- IATA: RSX; ICAO: none; FAA LID: K21;

Summary
- Airport type: Public
- Owner: Gaines Marina
- Serves: Rouses Point, New York
- Elevation AMSL: 95 ft / 29 m
- Coordinates: 44°59′30″N 073°21′48″W﻿ / ﻿44.99167°N 73.36333°W
- Website: GainesMarina.com

Map
- K21 Location of airport in New York

Runways
| Direction | Length |  | Surface |
| ft | m |
| ALL/WAY | 7,900 | 2,408 | Water |

Statistics (2010)
- Aircraft operations: 46
- Sources: FAA and NYSDOT

= Rouses Point Seaplane Base =

Rouses Point Seaplane Base is a public use seaplane base located on the Richelieu River in Rouses Point, a village in Clinton County, New York, United States.

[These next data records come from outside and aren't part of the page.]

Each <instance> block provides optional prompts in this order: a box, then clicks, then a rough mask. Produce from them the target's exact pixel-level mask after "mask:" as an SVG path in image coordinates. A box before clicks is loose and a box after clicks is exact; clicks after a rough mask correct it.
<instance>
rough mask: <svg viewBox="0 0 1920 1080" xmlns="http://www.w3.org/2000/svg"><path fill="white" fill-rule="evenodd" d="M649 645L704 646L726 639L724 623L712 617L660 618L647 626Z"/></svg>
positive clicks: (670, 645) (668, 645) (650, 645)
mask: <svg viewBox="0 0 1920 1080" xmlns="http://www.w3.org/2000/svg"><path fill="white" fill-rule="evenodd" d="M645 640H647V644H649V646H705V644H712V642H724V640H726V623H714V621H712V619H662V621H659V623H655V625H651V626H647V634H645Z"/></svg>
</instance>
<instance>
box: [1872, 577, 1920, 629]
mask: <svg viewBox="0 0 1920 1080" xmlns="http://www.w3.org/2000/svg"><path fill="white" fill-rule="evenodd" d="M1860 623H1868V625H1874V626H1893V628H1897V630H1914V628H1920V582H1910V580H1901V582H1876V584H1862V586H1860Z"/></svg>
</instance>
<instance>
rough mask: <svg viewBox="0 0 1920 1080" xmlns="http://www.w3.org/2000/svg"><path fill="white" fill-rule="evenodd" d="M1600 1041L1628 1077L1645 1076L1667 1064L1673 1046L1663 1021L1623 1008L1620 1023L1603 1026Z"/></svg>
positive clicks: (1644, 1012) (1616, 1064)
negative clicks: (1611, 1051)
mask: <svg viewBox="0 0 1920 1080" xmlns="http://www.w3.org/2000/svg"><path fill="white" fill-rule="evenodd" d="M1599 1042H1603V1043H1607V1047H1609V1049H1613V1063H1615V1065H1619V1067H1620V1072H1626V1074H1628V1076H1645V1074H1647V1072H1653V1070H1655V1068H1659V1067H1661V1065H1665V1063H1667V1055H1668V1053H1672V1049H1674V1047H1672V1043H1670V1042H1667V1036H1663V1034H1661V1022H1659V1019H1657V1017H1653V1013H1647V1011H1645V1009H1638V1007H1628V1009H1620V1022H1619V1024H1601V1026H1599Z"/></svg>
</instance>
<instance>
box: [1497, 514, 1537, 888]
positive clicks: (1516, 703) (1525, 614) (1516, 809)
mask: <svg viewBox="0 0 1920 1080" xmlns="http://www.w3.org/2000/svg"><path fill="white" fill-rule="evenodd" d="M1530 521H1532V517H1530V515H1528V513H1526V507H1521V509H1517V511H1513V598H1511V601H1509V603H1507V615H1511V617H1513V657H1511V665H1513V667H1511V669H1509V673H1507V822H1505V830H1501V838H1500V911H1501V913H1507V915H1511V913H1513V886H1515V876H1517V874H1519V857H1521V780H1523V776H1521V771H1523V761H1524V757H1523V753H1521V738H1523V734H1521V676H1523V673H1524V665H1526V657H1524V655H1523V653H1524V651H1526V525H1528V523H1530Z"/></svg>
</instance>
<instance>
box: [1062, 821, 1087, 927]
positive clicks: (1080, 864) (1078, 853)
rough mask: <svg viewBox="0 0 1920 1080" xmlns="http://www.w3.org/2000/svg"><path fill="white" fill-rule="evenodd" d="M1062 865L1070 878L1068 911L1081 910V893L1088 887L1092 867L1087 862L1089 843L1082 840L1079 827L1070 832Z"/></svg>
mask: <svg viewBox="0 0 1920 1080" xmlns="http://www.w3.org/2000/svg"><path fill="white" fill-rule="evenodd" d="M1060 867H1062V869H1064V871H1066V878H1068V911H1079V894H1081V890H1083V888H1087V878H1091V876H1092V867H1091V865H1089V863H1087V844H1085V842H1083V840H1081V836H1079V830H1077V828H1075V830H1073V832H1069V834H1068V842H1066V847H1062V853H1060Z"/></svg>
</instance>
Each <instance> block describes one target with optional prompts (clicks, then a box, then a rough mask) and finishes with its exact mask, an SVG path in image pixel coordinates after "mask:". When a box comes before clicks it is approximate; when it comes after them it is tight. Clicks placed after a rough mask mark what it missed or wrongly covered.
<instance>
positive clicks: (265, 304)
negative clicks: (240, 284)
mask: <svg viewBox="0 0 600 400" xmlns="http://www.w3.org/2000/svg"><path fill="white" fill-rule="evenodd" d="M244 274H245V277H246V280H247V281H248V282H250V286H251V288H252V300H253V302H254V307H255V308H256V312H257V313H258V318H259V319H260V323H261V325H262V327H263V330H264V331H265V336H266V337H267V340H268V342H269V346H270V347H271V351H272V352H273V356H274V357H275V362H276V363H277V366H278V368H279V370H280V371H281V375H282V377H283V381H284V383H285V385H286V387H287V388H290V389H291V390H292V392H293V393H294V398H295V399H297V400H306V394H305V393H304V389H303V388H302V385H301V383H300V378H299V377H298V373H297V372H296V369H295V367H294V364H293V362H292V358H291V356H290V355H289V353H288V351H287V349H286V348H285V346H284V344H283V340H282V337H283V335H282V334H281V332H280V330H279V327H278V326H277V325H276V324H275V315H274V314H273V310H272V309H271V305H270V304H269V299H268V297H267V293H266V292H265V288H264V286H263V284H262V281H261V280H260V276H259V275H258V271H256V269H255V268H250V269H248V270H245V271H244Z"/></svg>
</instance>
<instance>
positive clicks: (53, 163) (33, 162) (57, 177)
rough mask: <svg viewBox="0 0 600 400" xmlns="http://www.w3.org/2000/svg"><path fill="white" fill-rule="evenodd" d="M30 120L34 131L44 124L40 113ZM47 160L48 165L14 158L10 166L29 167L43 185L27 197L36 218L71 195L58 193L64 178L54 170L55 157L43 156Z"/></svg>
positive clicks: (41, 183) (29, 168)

== Facilities and aircraft ==
Rouses Point Seaplane Base resides at elevation of 95 feet (29 m) above mean sea level. It has one seaplane landing area designated ALL/WAY with a water surface measuring 7,900 by 500 feet (2,408 x 152 m). For the 12-month period ending May 20, 2010, the airport had 46 general aviation aircraft operations.